German Bilfinger develops solution for hydrogen storage


Germany – Bilfinger is working on a demonstration plant for drying green hydrogen.

The state of Lower Saxony is funding a collaboration between the Institute for Thermodynamics at Leibniz Universität Hannover and EWE GASSPEICHER GmbH in Oldenburg that is a crucial component of the energy transition. The method makes it possible to efficiently and extensively treat hydrogen for storage and subsequent needs-based feed-in to the grid. Early in 2023, the system will be delivered to Rüdersdorf in Brandenburg.

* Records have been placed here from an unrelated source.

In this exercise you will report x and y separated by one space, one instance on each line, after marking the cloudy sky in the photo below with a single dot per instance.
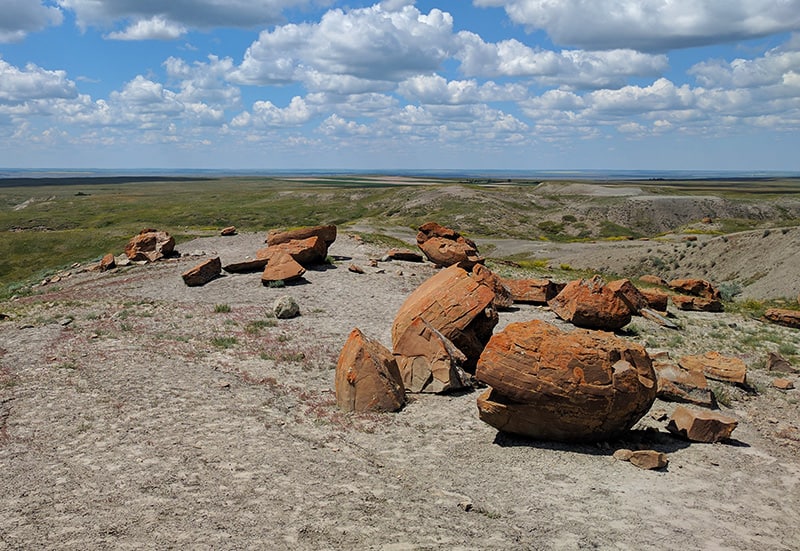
472 84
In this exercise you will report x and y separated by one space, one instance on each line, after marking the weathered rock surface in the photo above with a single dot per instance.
150 245
281 267
285 307
446 247
404 254
202 273
307 252
485 276
326 233
550 385
716 366
428 361
696 304
591 304
531 291
367 377
695 287
782 316
455 305
701 426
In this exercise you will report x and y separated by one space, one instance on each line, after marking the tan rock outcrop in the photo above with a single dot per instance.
531 291
701 426
550 385
150 245
281 267
202 273
591 304
716 366
367 377
455 305
428 361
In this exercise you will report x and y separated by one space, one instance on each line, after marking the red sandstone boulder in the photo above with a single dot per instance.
696 304
326 233
307 252
202 273
367 378
531 291
591 304
484 276
550 385
281 267
150 245
446 247
781 316
716 366
454 304
428 361
695 287
701 426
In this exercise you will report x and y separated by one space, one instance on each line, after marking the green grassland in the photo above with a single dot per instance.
49 224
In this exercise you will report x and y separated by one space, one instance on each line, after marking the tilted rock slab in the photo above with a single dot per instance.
150 245
716 366
428 361
591 304
701 426
546 384
367 377
454 304
202 273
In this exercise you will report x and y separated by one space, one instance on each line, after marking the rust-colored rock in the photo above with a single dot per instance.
531 291
454 304
716 366
701 426
551 385
107 262
591 304
781 316
629 294
150 245
367 378
446 247
281 267
485 276
326 233
676 384
696 304
428 361
404 254
307 252
695 287
655 299
202 273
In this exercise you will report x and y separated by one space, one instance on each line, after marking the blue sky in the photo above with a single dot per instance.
460 84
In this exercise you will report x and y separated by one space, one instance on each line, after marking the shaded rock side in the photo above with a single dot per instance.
202 273
782 316
531 291
551 385
455 305
367 377
701 426
428 361
716 366
150 245
591 304
281 267
326 233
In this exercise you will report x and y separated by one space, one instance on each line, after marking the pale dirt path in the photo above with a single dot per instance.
128 429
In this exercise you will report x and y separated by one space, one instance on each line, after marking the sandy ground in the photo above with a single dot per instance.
126 423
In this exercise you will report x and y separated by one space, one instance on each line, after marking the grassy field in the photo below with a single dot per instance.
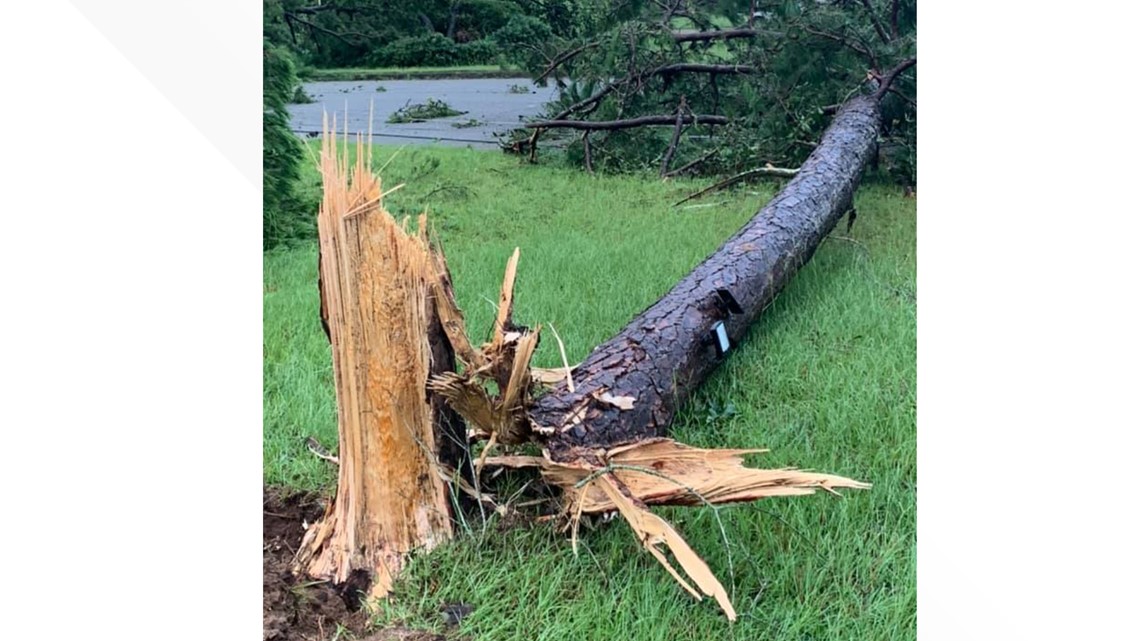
827 380
413 73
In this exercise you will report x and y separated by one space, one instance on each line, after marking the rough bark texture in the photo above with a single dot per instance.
664 354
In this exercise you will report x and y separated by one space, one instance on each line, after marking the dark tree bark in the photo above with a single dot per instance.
660 357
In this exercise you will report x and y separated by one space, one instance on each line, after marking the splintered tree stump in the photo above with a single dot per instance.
662 355
387 338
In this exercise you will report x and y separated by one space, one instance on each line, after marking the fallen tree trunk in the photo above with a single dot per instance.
660 357
601 429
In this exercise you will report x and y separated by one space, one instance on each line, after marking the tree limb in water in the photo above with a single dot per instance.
628 123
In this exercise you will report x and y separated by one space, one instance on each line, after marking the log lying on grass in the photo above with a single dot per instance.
662 355
600 430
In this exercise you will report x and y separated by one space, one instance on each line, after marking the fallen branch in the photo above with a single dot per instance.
890 75
675 139
691 164
612 124
766 171
705 35
699 67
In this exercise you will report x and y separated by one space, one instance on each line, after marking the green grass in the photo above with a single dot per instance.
827 380
413 73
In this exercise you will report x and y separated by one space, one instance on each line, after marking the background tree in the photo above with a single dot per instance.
773 72
284 216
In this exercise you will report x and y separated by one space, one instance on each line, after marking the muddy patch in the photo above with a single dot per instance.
299 609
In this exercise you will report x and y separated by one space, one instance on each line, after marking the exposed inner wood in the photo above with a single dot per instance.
387 339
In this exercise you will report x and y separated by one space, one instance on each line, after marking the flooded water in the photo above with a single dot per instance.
489 102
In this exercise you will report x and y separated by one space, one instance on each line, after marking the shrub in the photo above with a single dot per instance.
284 214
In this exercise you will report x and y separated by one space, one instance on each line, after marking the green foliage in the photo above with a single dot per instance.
421 112
807 56
520 40
284 213
355 33
825 380
300 97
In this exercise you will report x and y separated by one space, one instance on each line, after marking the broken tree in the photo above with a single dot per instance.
602 430
387 339
660 357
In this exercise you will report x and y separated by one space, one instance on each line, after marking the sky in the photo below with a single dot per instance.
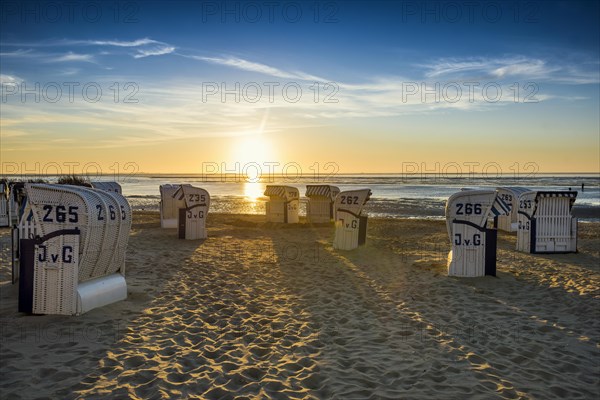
315 86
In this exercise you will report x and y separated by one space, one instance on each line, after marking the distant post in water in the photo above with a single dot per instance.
283 204
350 221
169 205
510 195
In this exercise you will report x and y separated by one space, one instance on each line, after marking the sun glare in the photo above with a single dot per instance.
251 149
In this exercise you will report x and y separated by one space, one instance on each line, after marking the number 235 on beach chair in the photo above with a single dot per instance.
191 218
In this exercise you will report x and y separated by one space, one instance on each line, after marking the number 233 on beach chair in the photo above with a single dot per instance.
473 243
545 223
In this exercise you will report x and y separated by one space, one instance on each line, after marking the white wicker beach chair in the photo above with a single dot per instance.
351 221
468 216
320 207
79 272
545 222
192 217
283 204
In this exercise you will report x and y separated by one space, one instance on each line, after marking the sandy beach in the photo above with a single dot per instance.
273 311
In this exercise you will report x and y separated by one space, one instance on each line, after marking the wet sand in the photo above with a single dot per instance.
272 311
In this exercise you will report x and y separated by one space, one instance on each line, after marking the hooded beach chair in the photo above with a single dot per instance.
468 216
283 204
545 222
350 219
192 217
320 208
4 200
72 260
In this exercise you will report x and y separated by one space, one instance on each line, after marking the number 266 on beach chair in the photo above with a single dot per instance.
351 223
473 242
545 223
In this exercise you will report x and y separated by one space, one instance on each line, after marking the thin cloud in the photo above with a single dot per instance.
251 66
157 51
70 56
9 80
511 67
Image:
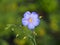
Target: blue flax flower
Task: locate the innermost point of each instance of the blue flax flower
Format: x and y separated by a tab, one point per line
30	19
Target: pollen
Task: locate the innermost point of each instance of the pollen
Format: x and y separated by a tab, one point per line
30	20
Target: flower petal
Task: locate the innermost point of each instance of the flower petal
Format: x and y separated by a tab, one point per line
24	22
34	15
27	14
36	22
31	26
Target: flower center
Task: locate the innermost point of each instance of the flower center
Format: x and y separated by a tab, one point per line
30	20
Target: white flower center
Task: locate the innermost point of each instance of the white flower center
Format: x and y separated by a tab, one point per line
30	20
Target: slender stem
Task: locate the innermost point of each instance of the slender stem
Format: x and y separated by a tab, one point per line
33	38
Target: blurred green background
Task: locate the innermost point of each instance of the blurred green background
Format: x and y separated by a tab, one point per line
12	32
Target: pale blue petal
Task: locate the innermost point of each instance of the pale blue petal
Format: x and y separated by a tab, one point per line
24	22
27	14
36	22
31	26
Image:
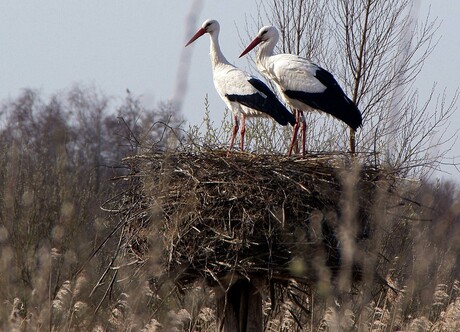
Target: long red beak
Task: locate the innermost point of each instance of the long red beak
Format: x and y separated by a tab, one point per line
197	35
253	44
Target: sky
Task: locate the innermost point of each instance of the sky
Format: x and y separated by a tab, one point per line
50	45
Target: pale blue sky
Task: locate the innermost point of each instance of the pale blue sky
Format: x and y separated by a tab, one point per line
118	44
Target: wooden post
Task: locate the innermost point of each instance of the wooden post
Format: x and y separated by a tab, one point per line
240	308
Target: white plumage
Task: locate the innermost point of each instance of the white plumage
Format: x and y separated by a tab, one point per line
243	94
303	85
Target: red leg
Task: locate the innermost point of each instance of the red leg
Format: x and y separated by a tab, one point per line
295	131
243	131
304	131
234	132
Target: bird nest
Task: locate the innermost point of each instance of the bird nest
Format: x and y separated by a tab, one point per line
207	215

Through the use of an appropriate scrubbing liquid and moisture absorption, the new process dries hydrogen. Bilfinger is utilizing a process that has been consistently praised for its dependability and efficiency for decades and is already being used on a large scale for natural gas in gas storage.

Hydrogen treatment

Green electricity, or power generated from renewable sources like the sun and wind, must be stored, which is a difficult task. A significant storage medium is hydrogen. Hydrogen is created when electricity is converted into it, and like natural gas, this hydrogen should be introduced into underground caverns where it can be safely and permanently stored. As part of a research project, EWE GASSPEICHER is currently developing this proof in Rüdersdorf, Brandenburg. Before it can be fed into the grid and transported further, the hydrogen must first be dried. The technology employed by Bilfinger enables the cost-effective and effective large-scale treatment of hydrogen. The hydrogen is dried after withdrawal, say from a cavern, and either immediately turned back into electricity or supplied to the transportation system. Thus, consumers can receive energy in a manner similar to how natural gas is supplied.

Leibniz Universität Hannover’s Institute for Thermodynamics, which is supporting the project scientifically, and EWE GASSPEICHER GmbH, whose storage facility hydrogen drying will initially be used and tested, are both additional network partners. After completing the testing phase, the plant will be put into use to produce hydrogen in 2023–2024, allowing for the drying of the gas before it is fed into the network.